Viagem
Apostólica do Papa Francisco ao Chipre e à
Grécia
Santa Missa
Homilia do Papa Francisco
“GSP Stadium”, Nicósia (Chipre)
Sexta-feira, 03 de dezembro de 2021
Observação:
Foram proclamadas as leituras do dia, sexta-feira da I semana do Advento: Is 29,17-24;
Sl 26 (27); Mt 9,27-31.
Quando
Jesus passava, dois cegos clamam por Ele referindo a sua miséria e esperança:
«Filho de Davi, tem misericórdia de nós» (Mt 9,27). «Filho de Davi»
era um título atribuído ao Messias, que as profecias anunciavam ser da linhagem
de Davi. Assim, os dois protagonistas do Evangelho de hoje são cegos e,
contudo, veem o que mais conta: reconhecem Jesus como o Messias que veio ao
mundo. Detenhamo-nos nos três passos deste encontro, que nos podem ajudar,
neste caminho de Advento, a acolher por nossa vez o Senhor que vem, o Senhor
que passa.
O
primeiro passo: ir ter com Jesus para ser curado. O texto afirma
que os dois cegos clamavam pelo Senhor, enquanto O seguiam (cf. Mt 9,27). Não O veem, mas ouvem a
sua voz e seguem os seus passos. Procuram em Cristo aquilo que predisseram os
profetas, ou seja, os sinais de cura e compaixão de Deus no meio do seu povo. A
este respeito, escrevera Isaías: «Abrir-se-ão os olhos do cego» (Is 35,5). E noutra profecia, contida
aliás na 1ª Leitura de hoje: «Livres da escuridão e das trevas, os olhos dos
cegos verão» (Is 29,18). Os dois do
Evangelho confiam em Jesus e seguem-No à procura de luz para os seus olhos.
E
por que motivo, irmãos e irmãs, confiam em Jesus estas duas pessoas? Porque
percebem que Ele, na escuridão da história, é a luz que ilumina as noites do
coração e do mundo, derrota as trevas e vence toda a cegueira. Como sabemos,
também nós trazemos a cegueira no coração. Também nós, como os dois cegos,
somos caminhantes muitas vezes imersos nas trevas da vida. A primeira coisa a
fazer é ir ter com Jesus, como Ele próprio nos pede: «Vinde a Mim, todos os que
estais cansados e oprimidos, que Eu hei de aliviar-vos» (Mt 11,28).

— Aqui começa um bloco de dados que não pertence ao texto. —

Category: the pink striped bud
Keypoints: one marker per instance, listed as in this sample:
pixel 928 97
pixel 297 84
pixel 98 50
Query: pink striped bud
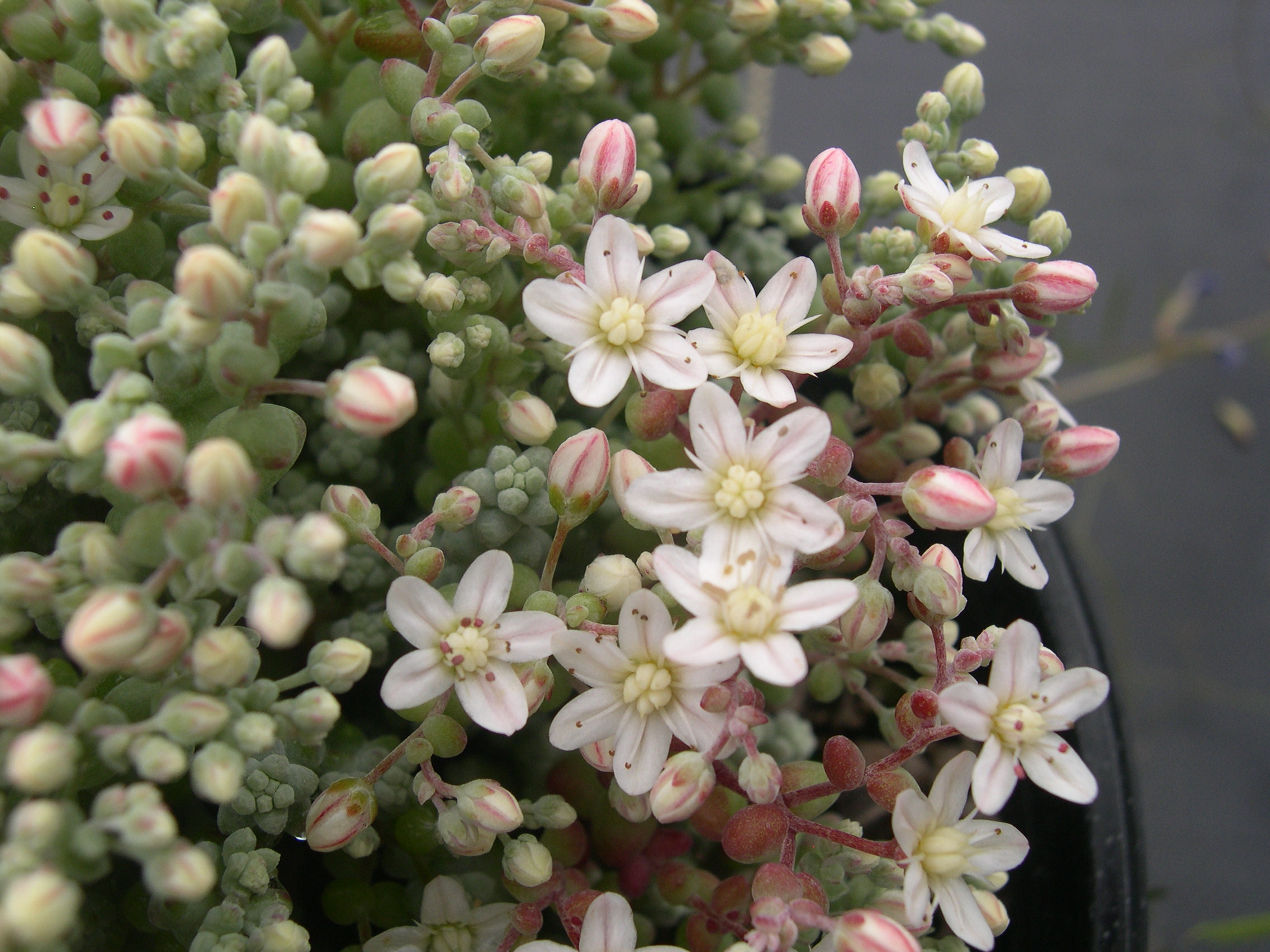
pixel 1052 287
pixel 606 168
pixel 25 689
pixel 869 931
pixel 832 194
pixel 145 454
pixel 369 399
pixel 64 130
pixel 942 498
pixel 683 787
pixel 577 477
pixel 1080 451
pixel 341 811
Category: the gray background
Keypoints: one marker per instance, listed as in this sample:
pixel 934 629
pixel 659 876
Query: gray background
pixel 1150 118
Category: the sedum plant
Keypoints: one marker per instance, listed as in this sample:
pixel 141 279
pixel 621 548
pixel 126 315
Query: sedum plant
pixel 455 498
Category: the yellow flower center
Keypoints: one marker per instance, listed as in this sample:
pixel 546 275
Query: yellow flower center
pixel 1010 511
pixel 944 852
pixel 967 208
pixel 623 323
pixel 465 650
pixel 648 687
pixel 1018 725
pixel 741 492
pixel 748 612
pixel 63 204
pixel 759 338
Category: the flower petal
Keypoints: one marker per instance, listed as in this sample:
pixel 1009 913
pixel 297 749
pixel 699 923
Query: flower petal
pixel 419 612
pixel 679 499
pixel 814 603
pixel 597 375
pixel 672 295
pixel 614 267
pixel 1054 766
pixel 788 447
pixel 530 636
pixel 1016 663
pixel 494 698
pixel 717 428
pixel 789 292
pixel 779 659
pixel 561 310
pixel 670 361
pixel 486 587
pixel 641 752
pixel 414 679
pixel 609 926
pixel 591 716
pixel 995 776
pixel 1071 694
pixel 969 707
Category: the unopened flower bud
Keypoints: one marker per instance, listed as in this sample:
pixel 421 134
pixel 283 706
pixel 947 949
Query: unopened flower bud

E quem dentre nós não está de alguma forma cansado e oprimido? Todos.
Todavia sentimos relutância a encaminhar-nos para Jesus; muitas vezes
preferimos ficar fechados em nós mesmos, ficar sozinhos com as nossas trevas,
lamentar-nos um pouco da nossa sorte, aceitando a má companhia da tristeza.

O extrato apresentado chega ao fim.